Not only can I channel that voice but I even, in a twisted diabolical alcoholic way, appreciate what he is up to–the awful terrible spite of it, the wounded caged-animal desperation of it, the stealthy, secretive, maniacal mad-scientist glee of its sadism and depravity. And beneath it all the whole time I know there is that poor little abused soul, which he can trot out every now and then to win your sympathy and pity. Ans he will do that if he can; he will put on his little “Howdy Doody Show.”
Detach. Detach. Don’t get too close of he’ll pick your pocket. Forgive yourself for being human. Align yourself with other women who have been there. If he has friends who have sobered up and can commiserate, commiserate with them. You have to heal it. He is not going to help. He is going to make it harder if he can. Don’t let him, Heal it up. Use everything you’ve got.
This guy is not on your side.
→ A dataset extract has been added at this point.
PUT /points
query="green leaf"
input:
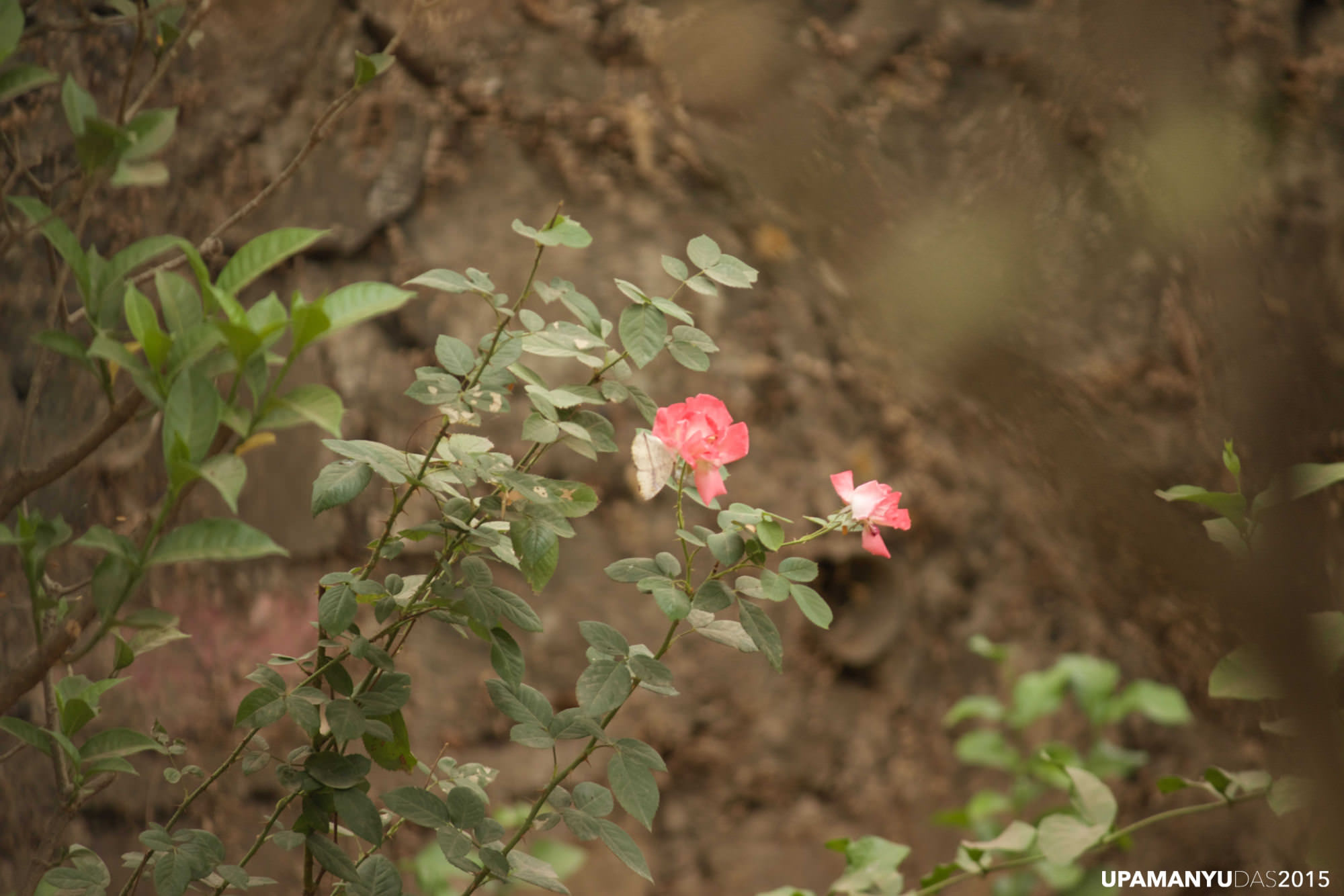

Pity, if you wish, those he owes things to, but do not pity this man and do not try to help him. Take care of yourself instead.
It might not feel like it is over, but it is over for you. It is not over for him but it is over for you.
Detach. Detach. Wait. A change is gonna come.
As I stated I give credit to this letter Cary Tennis, whose advice is found in “Since You Asked” column, Salon.com
Go there – Cary is a great writer, a good advice giver, and who would be able to answer any questions you have on alcoholism better than a recovering alcoholic? I wish I knew him personally because I believe he would be a terrific friend.
His answer to this woman in great emotional distress is something I learned from, all that fixing I tried to do for all these years right up to yesterday has been a real waste of my time and energy.
When we live in a sober world of course we want to take the alcoholic and make them better. Our sober world is better (in our eyes) and it becomes our personal mission to get them to stop drinking. Wrong, wrong, wrong. Yesterday I had to finally admit to myself that I have someone very dear to me who likes her role in life, even though it drives her family crazy and even though her children won’t come home very often. No one talks about the elephant in the room in that house, her husband who is drunk every night. Alcohol inhabits his body, he is married to the bottle, not her. I have to accept that she is where she wants to be and let it go. I can’t fix her, she doesn’t want to be fixed. I get it now.
Golly this got long, and I still have a breast cancer posting to do, but gaining a better understanding of alcoholism is something I needed to do also. Note the similarity in the numbers 1 in 8 – until yesterday those numbers only meant to me how many women would get breast cancer in their life time. Now it has a whole new meaning.